L.A. Times columnist Patrick Goldstein posted a 3.24 piece on ’80s-youth- comedy poobah John Hughes, honoring the now-reclusive director as the author of the original treatment of Drillbit Taylor and the father of the Judd Apatow and Kevin Smith-type comedies filling screens today. Defamer found Goldstein’s piece unsatisfying, however, and yesterday ran a request for reader questions to be sent to Hughes for some kind of follow-up. I don’t have a question for Hughes, but I have a question about him that I’d like answered.

It concerns an article about Hughes in the National Lampoon. Or maybe it was in Spy magazine. Sometime in the early to mid ’80s, one of these two ran what seemed at the time to be a heavily-sourced, hugely entertaining account of Hughes’ petulant, sometimes irascible behavior as observed by anonymous colleagues and assistants. The article was called “Big Baby,” and it had, I recall, a distinctive painting of enfant terrible Hughes on the opening page.
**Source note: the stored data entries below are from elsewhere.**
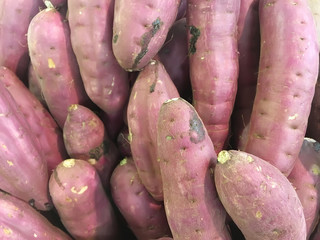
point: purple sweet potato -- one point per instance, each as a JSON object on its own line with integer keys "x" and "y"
{"x": 305, "y": 178}
{"x": 15, "y": 17}
{"x": 249, "y": 51}
{"x": 213, "y": 58}
{"x": 81, "y": 201}
{"x": 288, "y": 70}
{"x": 41, "y": 123}
{"x": 152, "y": 88}
{"x": 258, "y": 197}
{"x": 187, "y": 159}
{"x": 137, "y": 38}
{"x": 23, "y": 169}
{"x": 105, "y": 82}
{"x": 145, "y": 216}
{"x": 18, "y": 220}
{"x": 55, "y": 64}
{"x": 85, "y": 138}
{"x": 174, "y": 57}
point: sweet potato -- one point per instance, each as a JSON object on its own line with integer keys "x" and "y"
{"x": 213, "y": 58}
{"x": 105, "y": 82}
{"x": 81, "y": 201}
{"x": 258, "y": 197}
{"x": 85, "y": 138}
{"x": 137, "y": 38}
{"x": 305, "y": 177}
{"x": 187, "y": 159}
{"x": 18, "y": 220}
{"x": 174, "y": 56}
{"x": 55, "y": 64}
{"x": 288, "y": 71}
{"x": 41, "y": 123}
{"x": 15, "y": 17}
{"x": 249, "y": 52}
{"x": 23, "y": 169}
{"x": 145, "y": 216}
{"x": 152, "y": 88}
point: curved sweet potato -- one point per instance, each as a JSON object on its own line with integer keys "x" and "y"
{"x": 258, "y": 197}
{"x": 287, "y": 77}
{"x": 81, "y": 201}
{"x": 145, "y": 216}
{"x": 152, "y": 88}
{"x": 137, "y": 38}
{"x": 213, "y": 58}
{"x": 55, "y": 64}
{"x": 187, "y": 159}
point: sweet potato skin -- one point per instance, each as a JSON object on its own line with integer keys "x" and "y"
{"x": 145, "y": 216}
{"x": 258, "y": 197}
{"x": 288, "y": 72}
{"x": 41, "y": 123}
{"x": 55, "y": 63}
{"x": 212, "y": 37}
{"x": 187, "y": 159}
{"x": 306, "y": 181}
{"x": 138, "y": 38}
{"x": 19, "y": 220}
{"x": 152, "y": 88}
{"x": 81, "y": 201}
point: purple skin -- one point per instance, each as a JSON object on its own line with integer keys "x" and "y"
{"x": 187, "y": 159}
{"x": 305, "y": 178}
{"x": 152, "y": 88}
{"x": 145, "y": 216}
{"x": 213, "y": 58}
{"x": 55, "y": 63}
{"x": 23, "y": 169}
{"x": 15, "y": 17}
{"x": 174, "y": 57}
{"x": 105, "y": 82}
{"x": 288, "y": 70}
{"x": 249, "y": 52}
{"x": 85, "y": 138}
{"x": 258, "y": 197}
{"x": 19, "y": 220}
{"x": 34, "y": 86}
{"x": 137, "y": 38}
{"x": 42, "y": 125}
{"x": 81, "y": 201}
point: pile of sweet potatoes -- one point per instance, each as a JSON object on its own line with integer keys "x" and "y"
{"x": 145, "y": 120}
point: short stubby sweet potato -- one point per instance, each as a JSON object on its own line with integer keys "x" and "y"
{"x": 213, "y": 59}
{"x": 81, "y": 201}
{"x": 18, "y": 220}
{"x": 258, "y": 197}
{"x": 145, "y": 216}
{"x": 288, "y": 70}
{"x": 23, "y": 169}
{"x": 55, "y": 64}
{"x": 152, "y": 88}
{"x": 305, "y": 178}
{"x": 137, "y": 38}
{"x": 187, "y": 158}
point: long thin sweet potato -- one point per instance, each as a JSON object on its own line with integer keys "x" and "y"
{"x": 187, "y": 159}
{"x": 213, "y": 56}
{"x": 288, "y": 70}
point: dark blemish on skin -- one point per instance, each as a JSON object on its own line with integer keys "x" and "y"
{"x": 145, "y": 40}
{"x": 97, "y": 152}
{"x": 195, "y": 32}
{"x": 196, "y": 132}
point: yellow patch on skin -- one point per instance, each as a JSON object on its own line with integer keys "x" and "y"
{"x": 51, "y": 63}
{"x": 69, "y": 163}
{"x": 81, "y": 191}
{"x": 315, "y": 169}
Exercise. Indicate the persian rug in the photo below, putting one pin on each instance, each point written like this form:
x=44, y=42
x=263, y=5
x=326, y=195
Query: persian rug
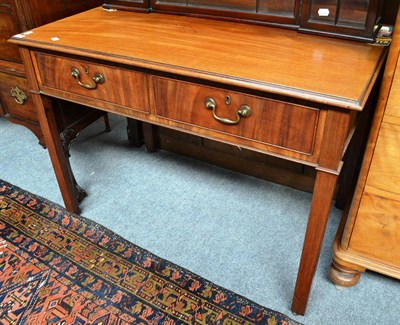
x=60, y=268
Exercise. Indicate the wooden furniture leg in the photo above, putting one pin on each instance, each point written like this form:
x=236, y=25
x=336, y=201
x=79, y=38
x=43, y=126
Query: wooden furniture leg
x=48, y=124
x=344, y=276
x=55, y=147
x=320, y=206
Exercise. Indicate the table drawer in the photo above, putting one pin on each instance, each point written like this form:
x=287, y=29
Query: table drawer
x=113, y=85
x=270, y=122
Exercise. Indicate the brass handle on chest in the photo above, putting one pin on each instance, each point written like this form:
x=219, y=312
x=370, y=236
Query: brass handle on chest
x=97, y=79
x=19, y=96
x=244, y=111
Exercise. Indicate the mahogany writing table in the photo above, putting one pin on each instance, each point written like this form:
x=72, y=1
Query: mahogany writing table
x=282, y=93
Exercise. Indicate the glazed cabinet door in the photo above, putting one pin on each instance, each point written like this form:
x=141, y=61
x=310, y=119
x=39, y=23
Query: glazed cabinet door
x=8, y=27
x=341, y=17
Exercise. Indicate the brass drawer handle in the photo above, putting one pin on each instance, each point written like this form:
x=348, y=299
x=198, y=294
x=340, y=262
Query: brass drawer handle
x=98, y=79
x=19, y=96
x=244, y=111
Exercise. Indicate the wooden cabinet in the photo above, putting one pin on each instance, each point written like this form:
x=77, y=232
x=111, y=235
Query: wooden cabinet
x=341, y=18
x=17, y=16
x=369, y=236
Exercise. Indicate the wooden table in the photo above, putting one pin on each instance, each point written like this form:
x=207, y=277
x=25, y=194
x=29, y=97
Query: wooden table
x=282, y=93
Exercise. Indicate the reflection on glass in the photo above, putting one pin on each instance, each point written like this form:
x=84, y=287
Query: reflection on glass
x=353, y=12
x=323, y=11
x=277, y=7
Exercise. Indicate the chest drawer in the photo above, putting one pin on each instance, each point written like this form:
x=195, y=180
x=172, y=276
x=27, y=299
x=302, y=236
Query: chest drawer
x=15, y=96
x=268, y=122
x=108, y=84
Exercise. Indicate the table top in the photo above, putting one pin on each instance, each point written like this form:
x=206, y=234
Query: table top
x=279, y=61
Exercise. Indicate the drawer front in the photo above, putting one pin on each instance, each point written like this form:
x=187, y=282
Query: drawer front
x=12, y=91
x=271, y=122
x=113, y=85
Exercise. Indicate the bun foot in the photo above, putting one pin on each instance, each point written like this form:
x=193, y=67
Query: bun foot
x=342, y=276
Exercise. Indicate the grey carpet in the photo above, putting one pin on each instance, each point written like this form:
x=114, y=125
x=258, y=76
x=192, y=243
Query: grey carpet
x=242, y=233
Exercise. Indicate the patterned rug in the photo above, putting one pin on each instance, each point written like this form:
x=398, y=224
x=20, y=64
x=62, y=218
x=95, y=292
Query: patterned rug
x=57, y=267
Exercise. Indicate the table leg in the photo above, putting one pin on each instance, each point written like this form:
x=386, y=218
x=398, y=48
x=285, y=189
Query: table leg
x=320, y=207
x=55, y=148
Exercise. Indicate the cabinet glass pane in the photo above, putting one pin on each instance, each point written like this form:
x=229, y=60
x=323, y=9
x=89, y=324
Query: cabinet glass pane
x=323, y=11
x=353, y=12
x=277, y=7
x=242, y=5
I trusted it partly because of Hughes’ writing history with the Lampoon going back to the ’70s. With NatLamp staffers (or former staffers) having their own first-hand knowledge of the guy, I figured they had to have pretty good sources. Obviously this observation is moot if it was written for Spy.
If anyone has a copy of “Big Baby” and could send me a scan of the pages, I would make it available here. Please send a scan of the cover page also, information about the issue (date, issue #, other articles), and so on.